DPR Soroti Anomali Harga Beras Tetap Tinggi, padahal Stok Melimpah

Agus Mughni Muttaqin | Kamis, 04/09/2025 18:41 WIB
DPR Soroti Anomali Harga Beras Tetap Tinggi, padahal Stok Melimpah Anggota Komisi IV DPR RI Sonny T. Danaparamita

JAKARTA - Anggota Komisi IV DPR RI Sonny T. Danaparamita menyoroti anomali harga beras nasional. Ia mempertanyakan mengapa harga beras di pasaran tetap tinggi, padahal stok cadangan beras pemerintah (CBP) tercatat melimpah.

“Mengapa harga beras di pasar tetap tinggi, padahal stok CBP mencapai ±3,9–4 juta ton? Tentu bukan prestasi jika stok melimpah namun masyarakat kesulitan membeli beras dengan harga terjangkau,” ujar Sonny, di Jakarta, Kamis (4/9).

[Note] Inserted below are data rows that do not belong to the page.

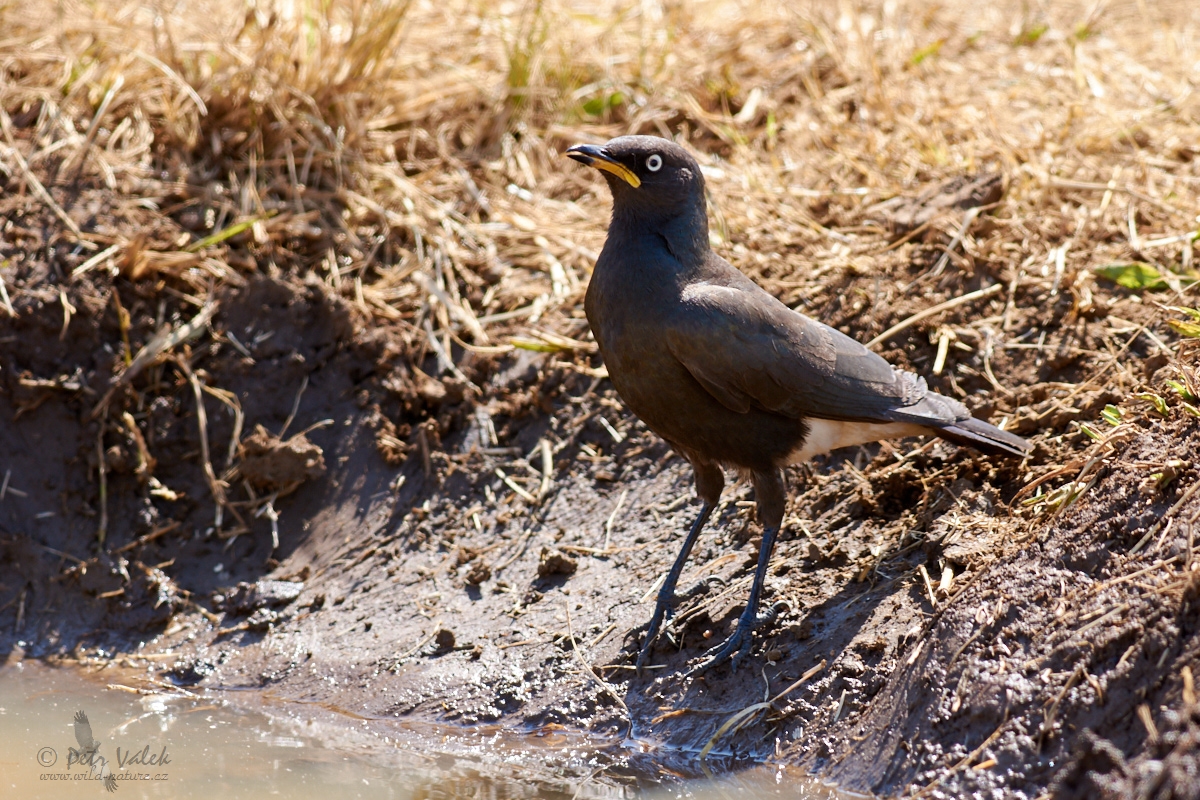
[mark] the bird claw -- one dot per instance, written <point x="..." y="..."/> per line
<point x="665" y="611"/>
<point x="738" y="645"/>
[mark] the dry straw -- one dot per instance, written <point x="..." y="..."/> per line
<point x="406" y="154"/>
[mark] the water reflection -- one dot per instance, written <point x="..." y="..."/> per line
<point x="69" y="734"/>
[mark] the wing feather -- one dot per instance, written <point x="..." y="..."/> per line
<point x="745" y="348"/>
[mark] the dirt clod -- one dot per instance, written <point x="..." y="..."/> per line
<point x="553" y="561"/>
<point x="270" y="463"/>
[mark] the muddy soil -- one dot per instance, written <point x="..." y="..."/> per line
<point x="352" y="524"/>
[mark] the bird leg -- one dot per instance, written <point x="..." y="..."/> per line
<point x="709" y="482"/>
<point x="667" y="597"/>
<point x="771" y="499"/>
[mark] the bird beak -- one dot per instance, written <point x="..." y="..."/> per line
<point x="591" y="155"/>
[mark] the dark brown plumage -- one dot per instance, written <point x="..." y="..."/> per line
<point x="725" y="372"/>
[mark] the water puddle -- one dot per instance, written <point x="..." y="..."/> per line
<point x="69" y="734"/>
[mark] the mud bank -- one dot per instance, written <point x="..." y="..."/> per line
<point x="483" y="549"/>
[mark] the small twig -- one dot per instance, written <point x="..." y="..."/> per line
<point x="95" y="125"/>
<point x="149" y="537"/>
<point x="739" y="719"/>
<point x="597" y="678"/>
<point x="612" y="517"/>
<point x="4" y="298"/>
<point x="36" y="185"/>
<point x="967" y="218"/>
<point x="1057" y="182"/>
<point x="1179" y="504"/>
<point x="202" y="421"/>
<point x="102" y="527"/>
<point x="935" y="310"/>
<point x="547" y="469"/>
<point x="295" y="407"/>
<point x="516" y="487"/>
<point x="151" y="350"/>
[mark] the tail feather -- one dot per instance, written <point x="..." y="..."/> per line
<point x="985" y="438"/>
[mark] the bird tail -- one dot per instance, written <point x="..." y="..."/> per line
<point x="985" y="438"/>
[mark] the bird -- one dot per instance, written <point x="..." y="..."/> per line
<point x="88" y="744"/>
<point x="725" y="372"/>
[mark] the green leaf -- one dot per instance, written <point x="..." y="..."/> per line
<point x="1194" y="313"/>
<point x="1134" y="275"/>
<point x="1113" y="415"/>
<point x="1031" y="35"/>
<point x="1181" y="390"/>
<point x="927" y="52"/>
<point x="1153" y="400"/>
<point x="227" y="233"/>
<point x="1185" y="329"/>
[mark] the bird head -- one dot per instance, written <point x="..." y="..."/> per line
<point x="651" y="178"/>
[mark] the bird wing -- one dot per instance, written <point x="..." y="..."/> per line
<point x="745" y="348"/>
<point x="83" y="731"/>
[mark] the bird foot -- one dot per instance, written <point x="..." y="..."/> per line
<point x="665" y="609"/>
<point x="738" y="645"/>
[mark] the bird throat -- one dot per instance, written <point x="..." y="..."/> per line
<point x="684" y="234"/>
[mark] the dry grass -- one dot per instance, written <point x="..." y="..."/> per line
<point x="406" y="152"/>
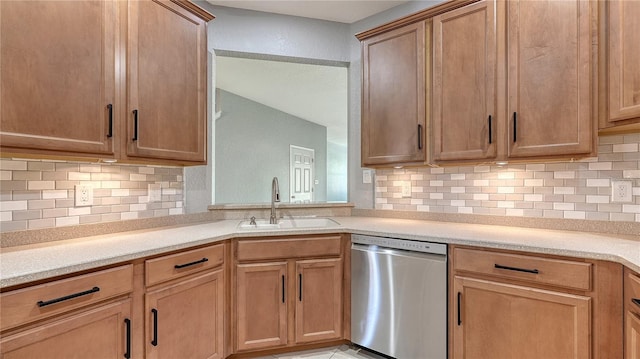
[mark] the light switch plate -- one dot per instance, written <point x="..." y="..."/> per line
<point x="83" y="196"/>
<point x="155" y="192"/>
<point x="366" y="176"/>
<point x="621" y="191"/>
<point x="406" y="189"/>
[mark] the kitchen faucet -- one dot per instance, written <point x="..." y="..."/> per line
<point x="275" y="197"/>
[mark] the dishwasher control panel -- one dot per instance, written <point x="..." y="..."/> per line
<point x="402" y="244"/>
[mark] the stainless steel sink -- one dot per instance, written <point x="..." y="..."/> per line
<point x="289" y="223"/>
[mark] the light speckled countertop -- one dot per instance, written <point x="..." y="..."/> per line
<point x="19" y="265"/>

Berdasarkan data hingga 24 Agustus 2025, stok CBP yang dikelola Bulog tercatat 3,91 juta ton. Ditambah stok komersial 8.950 ton, total persediaan beras Bulog mencapai 3,92 juta ton. Sementara itu, Surat Keputusan Kepala Bapanas No. 299/2025 menetapkan kenaikan harga eceran tertinggi (HET) beras medium di seluruh zona Indonesia.

Sonny menilai pemerintah harus segera turun tangan mengendalikan harga beras demi menjaga daya beli masyarakat. “Meskipun HET sudah dinaikkan, harga di pasar tetap melambung. Ini menandakan ada masalah serius dalam distribusi dan pengelolaan stok,” kata legislator dari Daerah Pemilihan Jawa Timur III itu.

Ia menekankan pentingnya keseimbangan antara ketersediaan pasokan dan keterjangkauan harga. Menurut Sonny, pemerintah bersama Bulog perlu bertindak strategis dan agresif untuk menstabilkan harga. Ia mengidentifikasi beberapa penyebab kenaikan harga, antara lain distribusi yang tidak efisien, kendala pasokan lokal, perilaku pasar, serta desain pengelolaan stok yang belum optimal.

Karena itu, Sonny mendesak pemerintah dan Bulog segera menyalurkan beras dari gudang ke pasar-pasar daerah secara cepat dan tepat sasaran. “Lambatnya distribusi beras ke daerah-daerah adalah persoalan yang harus segera diselesaikan,” tegas Politisi Fraksi Fraksi PDI-Perjuangan ini.

Selain itu, ia meminta agar beras lama segera dikeluarkan dari gudang Bulog untuk mencegah penurunan mutu dan kerugian negara. Sonny menekankan perlunya penerapan prinsip *first in, first out* (FIFO) dalam distribusi.

“Beras impor yang masih layak konsumsi harus segera dikeluarkan agar negara tidak menanggung kerugian,” ujarnya.

Sonny juga menyoroti disparitas harga antardaerah, khususnya di wilayah timur Indonesia. Menurutnya, tingginya biaya transportasi tidak boleh dijadikan alasan perbedaan harga yang merugikan rakyat.

“Tidak adil jika masyarakat di Papua dan Maluku harus membeli beras dengan harga dua kali lipat dibandingkan di Pulau Jawa,” kata Sonny.

Ia mengingatkan pemerintah, Bulog, dan aparat penegak hukum agar mewaspadai praktik spekulasi, penimbunan, maupun kartel yang mempermainkan harga dan membuka peluang impor. “Perlu diantisipasi upaya mengail di air keruh yang merugikan rakyat kecil,” pungkasnya.